At the table of the Beaver Club dinner sit Sir Alexander MacKenzie and Simon MacGillivray.
“He asks too many questions,” says MacGillivray, nodding toward Selkirk’s place.
“But if we spent £20,000, the North-West Company could buy up a controlling share of H. B. C.,” laconically answers Sir Alexander.
“Tush,” says the Highlander MacGillivray, resplendent in the plaids of his clan. “Why should we spend money for that? We can control the field without buying stock. Only £2,000 of furs did they sell last year; and only two dividends in ten years!”
“If you don’t buy control of H. B. C.,” says MacKenzie, “take my advice!—beware of that lord!”
“And take my advice—don’t buy!” repeats the Highlander.

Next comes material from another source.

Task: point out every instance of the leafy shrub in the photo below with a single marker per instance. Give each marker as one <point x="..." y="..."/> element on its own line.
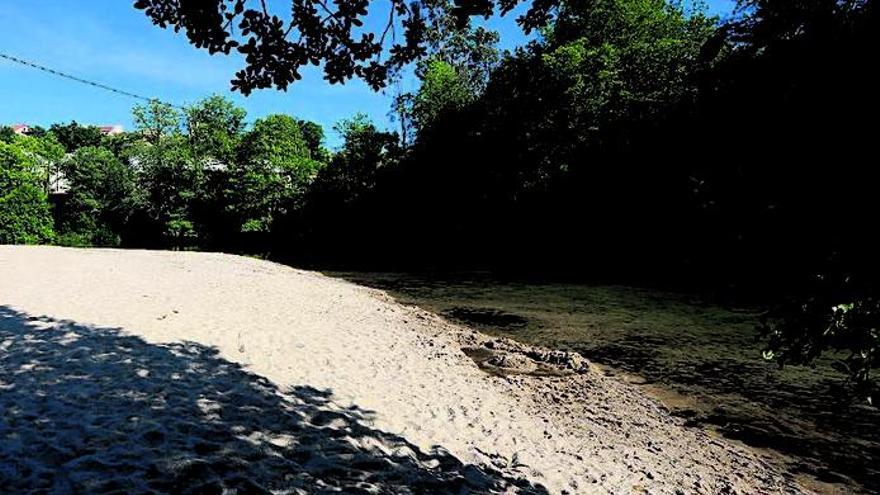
<point x="25" y="216"/>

Selkirk goes back to Scotland. By 1810, he controls £40,000 out of the £105,000 capital of the Hudson’s Bay Company. Another £20,000 is owned by minors, with no vote. Practically, Selkirk and his relatives, the Colvilles, own the Company. Sir Alexander’s anger knows no bounds. It is common gossip on what we would to-day call “Change” that Selkirk has bought control, not for the sake of the fur trade, but for a colony. Sir Alexander quarrels violently with my Lord Selkirk, whom he regards as an enthusiast gone mad. MacKenzie turns over to MacGillivray, what Hudson’s Bay stock he owns and again urges the Nor’Westers to buy on the open market against Selkirk.
Not so does the canny Simon MacGillivray lose his head! To the Hudson’s Bay Company he writes proposing a division of territory. If the Hudson’s Bay will keep entirely to the bay and the rivers running into the bay, the Nor’Westers will keep exclusively to the inland country and the Athabasca, which is pretty much like playing Hamlet with Hamlet left out, for the best furs are from the inland country and the Athabasca. Among his own partners, MacGillivray throws off all masks. “This colony of his will cause much expense to us,” he writes from London on April 9, 1812, to the wintering partners, “before Selkirk is driven to abandon the project; yet he must be driven to abandon it, for his success would strike at the very existence of our trade.”